Imaginative geographies may be defined as “the ideological practice of every social formation that becomes aware of the existence of more or less remote lands and neighboring peoples” (Porter 1991, 20-21). As Edward Said defined them in Orientalism (1979), imaginative geographies are techniques of representation, ways of othering spaces and places through recourse to specific images, codes, and conventions, that both reflect and enable relations of power. Imaginative geography may serve as an expression of social anxieties or a means of diffusing a perceived threat (e.g., through the construction of "pure" and "polluted" spaces), or as a means of preparing spaces for colonization or other forms of appropriation (e.g., by identifying “uncivilized,” “savage,” or “backward” lands and peoples, or “empty” spaces devoid of their actual inhabitants) (Said 1979, Gregory 1995, Watkins 2015, Fields 2011, Sibley 1995). Conversely, imaginative geographies provide a shared sense of place and identity to those who participate, knowingly or unconsciously, in these modes of representation and subjectification. By (re)defining and (re)situating places, figures/bodies, and cultures, these techniques of representation enable or buttress specific spatial orders while subverting or transforming others.

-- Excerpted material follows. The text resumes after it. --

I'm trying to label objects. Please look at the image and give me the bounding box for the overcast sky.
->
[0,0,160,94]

In Conversation with Other Crossings
Imaginative Geographies fuel and are fueled by Rationalities, Environments, Vehicles, and Figures. They constitute Boundaries. Imaginative Geographies are also sites of conflict, which expose hegemonic Rationalities, and tools of subjective formation, which naturalize particular Boundaries, Figures, and Environments as reflections of an inherent spatial order rather than as historical products of human and non-human action (while denaturalizing or erasing other boundary systems). Imaginative Geographies intersects with Rationalities, Boundaries, and Figures. As noted in Rationalities, some Imaginative Geographies of the nation as a living body use vital and territorial rationalities to justify projects of territorial defense or expansion and genocide, often in tandem with discourses of development that manifest as the Figures of the advancing settler and the backwards native.
Fields, Gary. “Enclosure Landscapes: Historical Reflections on Palestinian Geography.” Historical Geography 39 (2011): 182–207.
Gregory, Derek. “Imaginative Geographies.” Progress in Human Geography 19, no. 4 (December 1, 1995): 447–85.
Porter, Dennis. Haunted Journeys: Desire and Transgression in European Travel Writing. Princeton: Princeton University Press, 1991.
Said, Edward W. Orientalism. New York: Vintage Books, 1979.
Sibley, David. Geographies of Exclusion: Society and Difference in the West. London and New York: Routledge, 1995.
Watkins, Josh. “Spatial Imaginaries Research in Geography: Synergies, Tensions, and New Directions.” Geography Compass 9, no. 9 (2015): 508–22.